Elles se rapprochèrent de la porte, qu’elles entr’ouvrirent doucement, et purent distinguer le prince André couché, la tête appuyée sur trois oreillers. Il reposait, les yeux fermés, et on entendait sa respiration égale.

« Ah ! Natacha, s’écria tout à coup Sonia en la saisissant par la main et en se rejetant en arrière.

— Qu’est-ce ? qu’est-ce ? demanda Natacha.

— C’est cela, c’est bien cela ! reprit la première, pâle et tremblante, en refermant la porte. Te rappelles-tu ? continua-t-elle avec un mélange d’effroi et de solennité, te rappelles-tu quand j’ai regardé dans le miroir aux fêtes de Noël ? Tu te souviens, j’ai vu…

— Oui, oui, répondit Natacha en ouvrant de grands yeux en se souvenant en effet confusément de la vision de Sonia.

— Tu t’en souviens ? poursuivit Sonia. Je te l’ai raconté alors à toi et à Douniacha : je l’ai vu couché, les yeux fermés, couvert d’une couverture rose, tel qu’il est à présent ! »

Et, s’animant de plus en plus, elle décrivit tous les détails qu’elle avait devant les yeux, en les rapportant à la vision de Noël, dont son imagination ne mettait plus en doute la réalité.

« Oui, oui, la couverture rose ! se dit Natacha pensive, persuadée qu’elle aussi l’avait vue. Mais qu’est-ce que cela peut vouloir dire ?

— Ah ! je ne sais pas, c’est si extraordinaire ! » répondit Sonia.

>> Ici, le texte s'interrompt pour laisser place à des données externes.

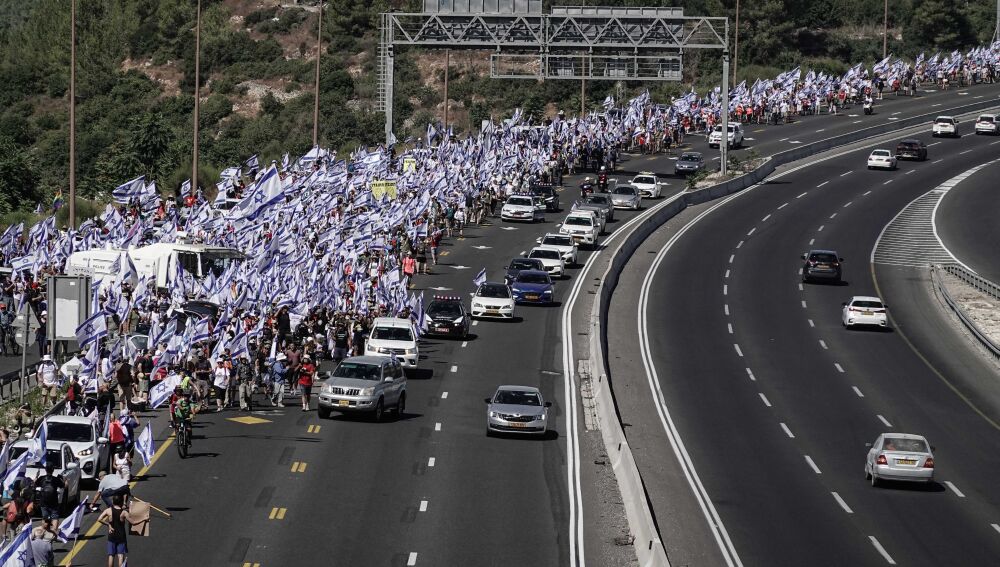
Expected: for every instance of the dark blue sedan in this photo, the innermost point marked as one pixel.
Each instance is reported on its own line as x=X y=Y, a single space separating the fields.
x=533 y=286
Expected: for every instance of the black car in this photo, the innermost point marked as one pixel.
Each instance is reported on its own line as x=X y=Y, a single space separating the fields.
x=821 y=265
x=911 y=149
x=447 y=316
x=547 y=191
x=518 y=265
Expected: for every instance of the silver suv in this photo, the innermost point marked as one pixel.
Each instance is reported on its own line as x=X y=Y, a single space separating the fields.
x=364 y=384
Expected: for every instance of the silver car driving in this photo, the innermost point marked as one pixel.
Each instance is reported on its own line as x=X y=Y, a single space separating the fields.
x=518 y=410
x=364 y=384
x=900 y=456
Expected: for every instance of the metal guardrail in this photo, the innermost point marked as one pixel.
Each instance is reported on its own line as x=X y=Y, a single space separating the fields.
x=979 y=283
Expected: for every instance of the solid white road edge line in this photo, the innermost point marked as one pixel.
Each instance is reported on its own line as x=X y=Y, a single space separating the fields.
x=881 y=550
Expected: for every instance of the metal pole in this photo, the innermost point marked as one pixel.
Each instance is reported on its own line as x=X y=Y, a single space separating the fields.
x=736 y=44
x=724 y=139
x=319 y=52
x=72 y=116
x=885 y=29
x=447 y=66
x=197 y=95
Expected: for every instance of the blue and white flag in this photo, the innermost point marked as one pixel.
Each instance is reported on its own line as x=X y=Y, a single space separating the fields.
x=69 y=528
x=18 y=553
x=145 y=444
x=91 y=330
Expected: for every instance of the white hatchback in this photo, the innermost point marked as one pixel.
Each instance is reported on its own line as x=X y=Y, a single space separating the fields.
x=881 y=159
x=865 y=310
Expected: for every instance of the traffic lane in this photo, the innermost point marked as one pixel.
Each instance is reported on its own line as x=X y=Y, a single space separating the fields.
x=729 y=220
x=836 y=422
x=207 y=489
x=966 y=222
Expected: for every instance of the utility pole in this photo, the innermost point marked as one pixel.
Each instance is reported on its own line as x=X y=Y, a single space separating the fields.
x=197 y=95
x=319 y=53
x=72 y=115
x=447 y=68
x=885 y=29
x=736 y=44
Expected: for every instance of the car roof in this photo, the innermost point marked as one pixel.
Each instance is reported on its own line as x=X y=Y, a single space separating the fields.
x=391 y=322
x=515 y=388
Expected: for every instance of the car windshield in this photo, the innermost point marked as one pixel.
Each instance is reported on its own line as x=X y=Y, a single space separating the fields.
x=445 y=309
x=525 y=277
x=904 y=444
x=523 y=265
x=358 y=371
x=392 y=334
x=543 y=253
x=70 y=432
x=517 y=398
x=494 y=291
x=557 y=241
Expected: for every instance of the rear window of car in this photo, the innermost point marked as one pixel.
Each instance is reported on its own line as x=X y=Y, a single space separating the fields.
x=904 y=444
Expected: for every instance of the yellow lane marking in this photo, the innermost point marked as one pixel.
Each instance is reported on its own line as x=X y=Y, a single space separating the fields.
x=249 y=420
x=92 y=531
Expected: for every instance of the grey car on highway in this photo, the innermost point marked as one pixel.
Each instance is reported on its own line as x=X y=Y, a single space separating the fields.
x=517 y=410
x=364 y=384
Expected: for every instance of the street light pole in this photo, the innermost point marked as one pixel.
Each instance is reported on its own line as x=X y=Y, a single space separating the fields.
x=72 y=115
x=319 y=52
x=197 y=96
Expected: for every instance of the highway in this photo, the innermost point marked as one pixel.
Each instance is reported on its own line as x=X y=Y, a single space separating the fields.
x=288 y=488
x=774 y=400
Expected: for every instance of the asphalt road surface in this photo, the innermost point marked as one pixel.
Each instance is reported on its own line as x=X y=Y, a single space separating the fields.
x=288 y=488
x=774 y=400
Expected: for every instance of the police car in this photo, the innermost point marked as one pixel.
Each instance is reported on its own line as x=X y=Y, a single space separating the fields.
x=446 y=316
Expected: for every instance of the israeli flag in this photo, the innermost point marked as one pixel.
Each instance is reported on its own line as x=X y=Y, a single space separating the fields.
x=69 y=528
x=145 y=444
x=18 y=553
x=92 y=330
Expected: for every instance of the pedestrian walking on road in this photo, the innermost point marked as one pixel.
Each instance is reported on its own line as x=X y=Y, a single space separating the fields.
x=117 y=520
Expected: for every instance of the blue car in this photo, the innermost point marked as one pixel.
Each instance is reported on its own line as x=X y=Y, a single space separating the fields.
x=533 y=286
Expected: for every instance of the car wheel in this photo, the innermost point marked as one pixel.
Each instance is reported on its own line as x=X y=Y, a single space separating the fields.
x=401 y=406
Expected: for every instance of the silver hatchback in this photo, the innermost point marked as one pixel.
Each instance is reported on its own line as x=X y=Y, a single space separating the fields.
x=364 y=384
x=518 y=410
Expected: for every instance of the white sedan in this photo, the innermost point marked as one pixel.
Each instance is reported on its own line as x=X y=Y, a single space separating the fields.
x=881 y=159
x=551 y=258
x=493 y=300
x=564 y=244
x=865 y=310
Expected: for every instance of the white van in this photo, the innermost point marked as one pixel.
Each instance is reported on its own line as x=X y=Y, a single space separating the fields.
x=392 y=336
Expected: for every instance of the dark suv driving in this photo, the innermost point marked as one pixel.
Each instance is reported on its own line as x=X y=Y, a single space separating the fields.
x=821 y=265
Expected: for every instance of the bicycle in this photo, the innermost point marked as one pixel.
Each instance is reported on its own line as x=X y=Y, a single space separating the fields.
x=183 y=440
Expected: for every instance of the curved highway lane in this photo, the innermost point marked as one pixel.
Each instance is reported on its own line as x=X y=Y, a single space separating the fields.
x=775 y=401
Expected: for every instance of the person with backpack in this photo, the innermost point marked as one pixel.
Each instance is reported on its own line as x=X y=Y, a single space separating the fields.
x=48 y=488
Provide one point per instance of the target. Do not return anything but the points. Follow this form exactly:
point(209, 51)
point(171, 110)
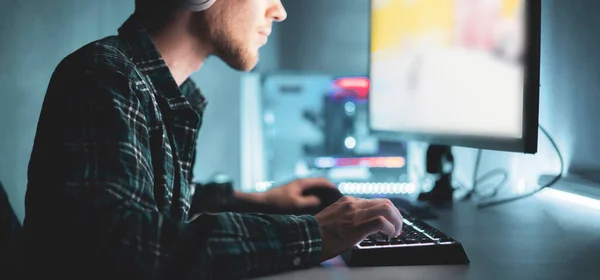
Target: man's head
point(233, 30)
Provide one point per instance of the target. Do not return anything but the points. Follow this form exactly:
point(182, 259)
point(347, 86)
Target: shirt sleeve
point(109, 175)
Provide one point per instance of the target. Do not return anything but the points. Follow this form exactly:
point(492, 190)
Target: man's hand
point(350, 220)
point(289, 196)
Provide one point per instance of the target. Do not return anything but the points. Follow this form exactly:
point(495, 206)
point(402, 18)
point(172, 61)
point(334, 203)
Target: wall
point(37, 34)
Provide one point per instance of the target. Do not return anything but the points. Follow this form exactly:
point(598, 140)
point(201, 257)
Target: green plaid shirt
point(110, 175)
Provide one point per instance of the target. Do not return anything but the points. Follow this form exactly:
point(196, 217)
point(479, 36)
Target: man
point(108, 193)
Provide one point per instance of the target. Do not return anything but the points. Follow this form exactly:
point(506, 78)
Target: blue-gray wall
point(319, 36)
point(35, 35)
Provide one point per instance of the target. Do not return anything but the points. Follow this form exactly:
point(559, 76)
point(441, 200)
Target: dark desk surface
point(535, 238)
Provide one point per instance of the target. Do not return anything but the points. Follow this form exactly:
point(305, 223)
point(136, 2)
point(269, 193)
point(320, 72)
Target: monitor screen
point(444, 69)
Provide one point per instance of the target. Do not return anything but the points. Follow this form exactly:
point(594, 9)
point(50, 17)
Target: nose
point(277, 12)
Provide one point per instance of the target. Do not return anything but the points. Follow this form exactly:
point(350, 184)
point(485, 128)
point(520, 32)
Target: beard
point(221, 37)
point(234, 54)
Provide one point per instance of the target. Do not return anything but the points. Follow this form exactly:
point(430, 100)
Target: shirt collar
point(146, 56)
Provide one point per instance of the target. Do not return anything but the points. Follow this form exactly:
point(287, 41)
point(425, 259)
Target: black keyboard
point(419, 244)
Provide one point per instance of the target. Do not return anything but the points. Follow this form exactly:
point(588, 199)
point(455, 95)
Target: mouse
point(327, 195)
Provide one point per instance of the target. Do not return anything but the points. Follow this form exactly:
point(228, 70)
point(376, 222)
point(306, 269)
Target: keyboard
point(419, 244)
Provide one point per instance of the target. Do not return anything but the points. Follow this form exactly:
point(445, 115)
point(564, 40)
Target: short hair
point(155, 13)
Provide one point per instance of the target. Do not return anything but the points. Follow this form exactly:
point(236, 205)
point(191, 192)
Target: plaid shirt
point(110, 174)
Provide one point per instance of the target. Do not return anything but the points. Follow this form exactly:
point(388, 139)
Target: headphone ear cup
point(197, 5)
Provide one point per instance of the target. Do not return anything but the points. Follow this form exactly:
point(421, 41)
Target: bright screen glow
point(450, 67)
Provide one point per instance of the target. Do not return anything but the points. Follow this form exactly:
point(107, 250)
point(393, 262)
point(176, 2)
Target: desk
point(535, 238)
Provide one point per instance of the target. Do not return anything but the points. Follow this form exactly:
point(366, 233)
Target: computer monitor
point(456, 72)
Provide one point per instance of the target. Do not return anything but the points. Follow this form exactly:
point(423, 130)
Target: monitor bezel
point(528, 143)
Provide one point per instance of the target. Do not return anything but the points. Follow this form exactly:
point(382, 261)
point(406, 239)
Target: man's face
point(238, 28)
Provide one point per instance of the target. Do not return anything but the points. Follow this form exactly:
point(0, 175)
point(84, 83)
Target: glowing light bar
point(570, 197)
point(381, 162)
point(376, 188)
point(357, 87)
point(262, 186)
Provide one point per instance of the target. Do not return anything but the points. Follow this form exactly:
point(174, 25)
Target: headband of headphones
point(197, 5)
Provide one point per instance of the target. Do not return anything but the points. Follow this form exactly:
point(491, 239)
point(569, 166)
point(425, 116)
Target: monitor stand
point(440, 162)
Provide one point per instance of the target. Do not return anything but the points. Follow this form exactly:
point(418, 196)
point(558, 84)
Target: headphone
point(197, 5)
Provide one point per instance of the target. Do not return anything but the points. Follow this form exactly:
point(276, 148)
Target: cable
point(552, 182)
point(473, 192)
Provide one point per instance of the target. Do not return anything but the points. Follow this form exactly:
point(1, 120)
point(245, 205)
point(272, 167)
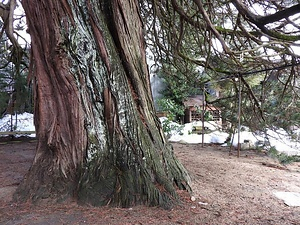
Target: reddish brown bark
point(98, 137)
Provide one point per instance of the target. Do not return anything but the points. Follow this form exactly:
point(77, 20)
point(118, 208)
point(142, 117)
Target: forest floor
point(226, 190)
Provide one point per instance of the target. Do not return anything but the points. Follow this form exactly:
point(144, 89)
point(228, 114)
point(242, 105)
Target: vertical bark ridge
point(98, 136)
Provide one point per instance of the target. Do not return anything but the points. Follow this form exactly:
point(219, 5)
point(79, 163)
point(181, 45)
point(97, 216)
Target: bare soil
point(226, 190)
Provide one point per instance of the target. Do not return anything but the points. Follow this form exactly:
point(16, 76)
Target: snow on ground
point(278, 138)
point(183, 133)
point(21, 122)
point(289, 198)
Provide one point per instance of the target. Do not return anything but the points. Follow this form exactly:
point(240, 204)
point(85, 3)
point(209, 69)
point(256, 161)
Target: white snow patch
point(21, 122)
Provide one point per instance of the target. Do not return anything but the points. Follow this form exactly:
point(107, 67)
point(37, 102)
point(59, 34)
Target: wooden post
point(203, 114)
point(239, 117)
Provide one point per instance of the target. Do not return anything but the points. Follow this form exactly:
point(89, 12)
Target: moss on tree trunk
point(99, 141)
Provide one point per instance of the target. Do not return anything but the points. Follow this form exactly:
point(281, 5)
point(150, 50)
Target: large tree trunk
point(99, 141)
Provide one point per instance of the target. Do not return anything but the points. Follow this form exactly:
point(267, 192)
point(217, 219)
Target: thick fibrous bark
point(98, 137)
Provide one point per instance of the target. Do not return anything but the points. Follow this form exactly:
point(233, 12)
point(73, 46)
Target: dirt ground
point(227, 190)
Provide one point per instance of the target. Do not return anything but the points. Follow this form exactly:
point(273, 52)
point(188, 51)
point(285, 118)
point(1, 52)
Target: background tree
point(16, 95)
point(229, 40)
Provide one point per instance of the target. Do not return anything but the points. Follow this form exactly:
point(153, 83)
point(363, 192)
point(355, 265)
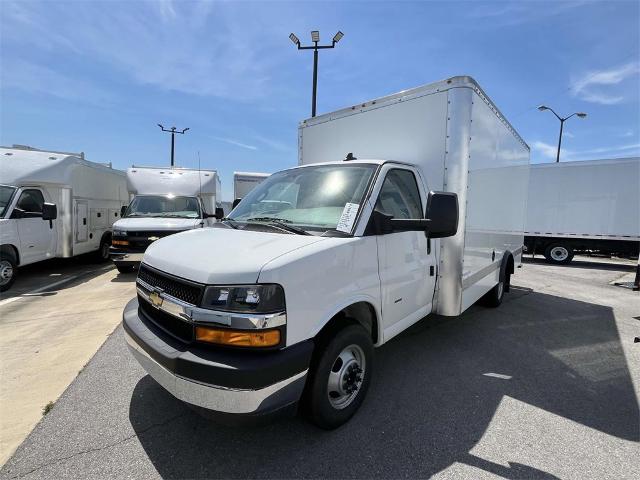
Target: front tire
point(558, 254)
point(339, 378)
point(8, 269)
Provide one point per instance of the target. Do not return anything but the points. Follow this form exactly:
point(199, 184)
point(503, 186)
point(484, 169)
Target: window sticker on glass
point(348, 217)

Quelques minutes plus tard, le prince André sonna. Natacha entra chez lui, et Sonia, en proie à une émotion et à un attendrissement qu’elle éprouvait rarement, resta près de la fenêtre, à réfléchir à ces bizarres coïncidences.


Une occasion s’offrit ce jour-là pour envoyer des lettres à l’armée. La comtesse en profita pour écrire à son fils.

« Sonia, n’écriras-tu pas à Nicolas ? » dit-elle d’une voix légèrement émue.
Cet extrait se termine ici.